In the end, when we reluctantly part, we pack up all of our completed projects and works in progress and take something away that is a solid and warm reminder of this important time spent in the circle of friendship. “Oh! That’s the scarf I knit that weekend at Lake Michigan…”


12 responses to “When we met at the dune (part 2 of 3)

  1. Wonderful. Growing up in Florida, I never learned to knit. Being left-handed, and my mother right-handed, I didn’t learn to crochet. Are those lame excuses?

  2. I’m impressed with your knitting, your openness and most of all, the relationship that all of you have!

  3. I am so glad to learn that Krristie got her nine inches…..ROFLMAO!

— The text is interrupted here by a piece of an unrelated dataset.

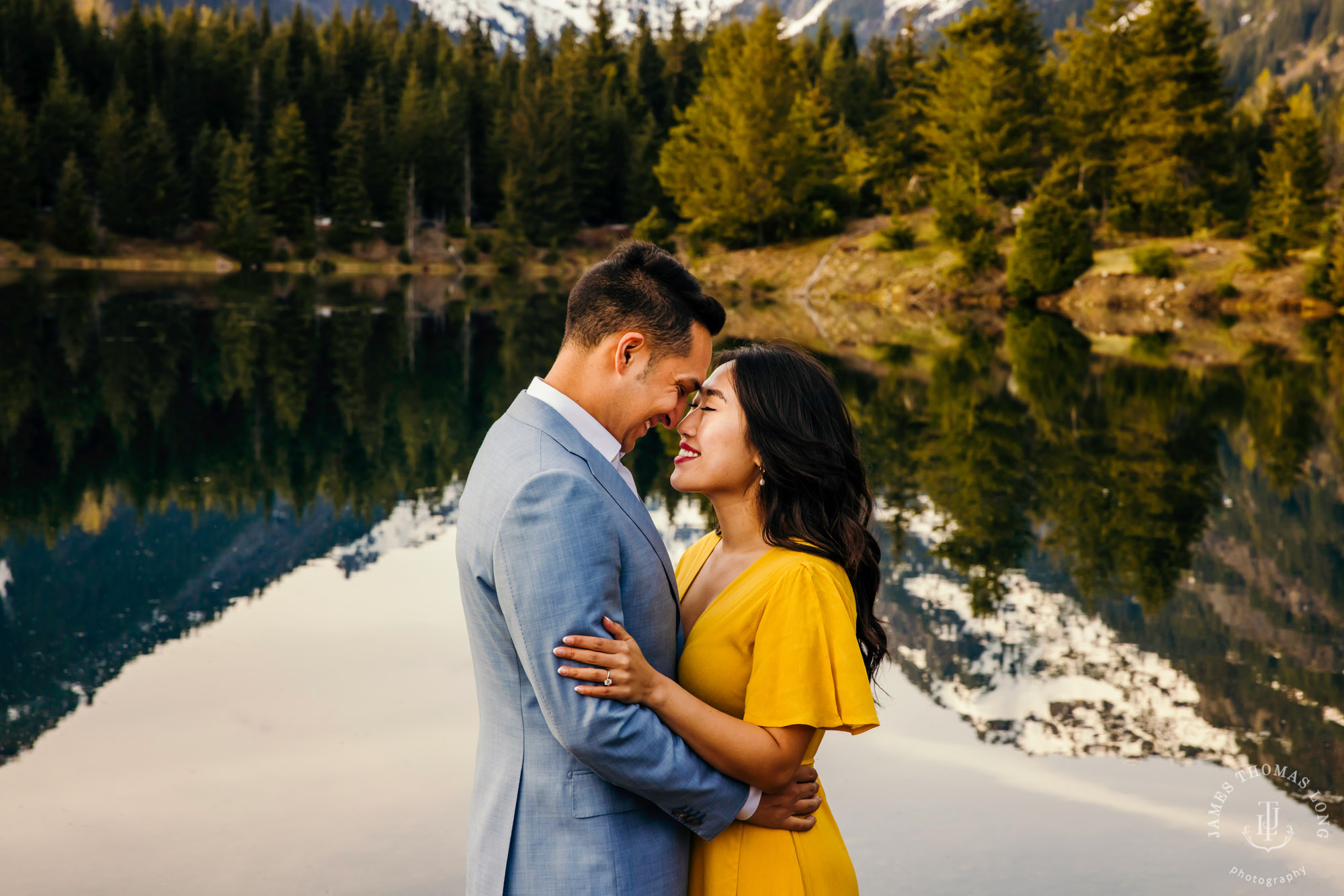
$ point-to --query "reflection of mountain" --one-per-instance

    Your group of friends impresses me so much, for their talents and their loyalty and for the good fun they obviously afford each other.
    You are all lucky.

  4. Sounds like a perfect weekend and slumber party. There really is something about spending time in the company of women who are all very good friends.

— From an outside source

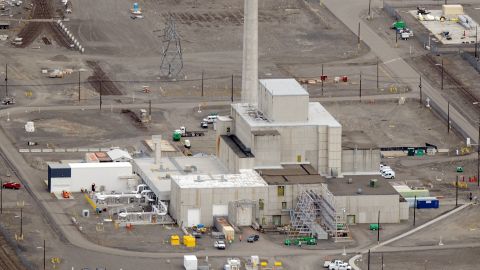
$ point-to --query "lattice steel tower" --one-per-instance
(172, 59)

  5. Love, love, love it! Your own Crafty Chix — isn’t it amazing how easy it is to talk when you have something to occupy your hands and good food at the ready?

  6. Is there not even ONE single person in the group who does not know how to be clever with her hands? Well, if I were there, I would be that token person. But I would try to make up for it by being very helpful in the kitchen.

    It sounds like an incredible weekend with the best kind of friends. I know how much you have missed them.

  7. Clueless,
    but it’s obvious you’re happy.

  8. Jeez – this makes me want to learn to knit, Vicki. Sounds like such fun, being surrounded by the best of friends.

  9. You are so blessed to have such wonderful friends… so talented and my goodness, what a time together!

    Am trying to emerge from the pile of boxes…

  10. I’m not sure which I am most jealous about, your weekend getaway or that everyone there is so darn talented. It is obviously a close-knit group of friends!

  11. Busy hands, busy minds. What good friends you have. It’s sweet that you share the same hobby, or should I say “work”. I knitted for a year and quit when I was 18.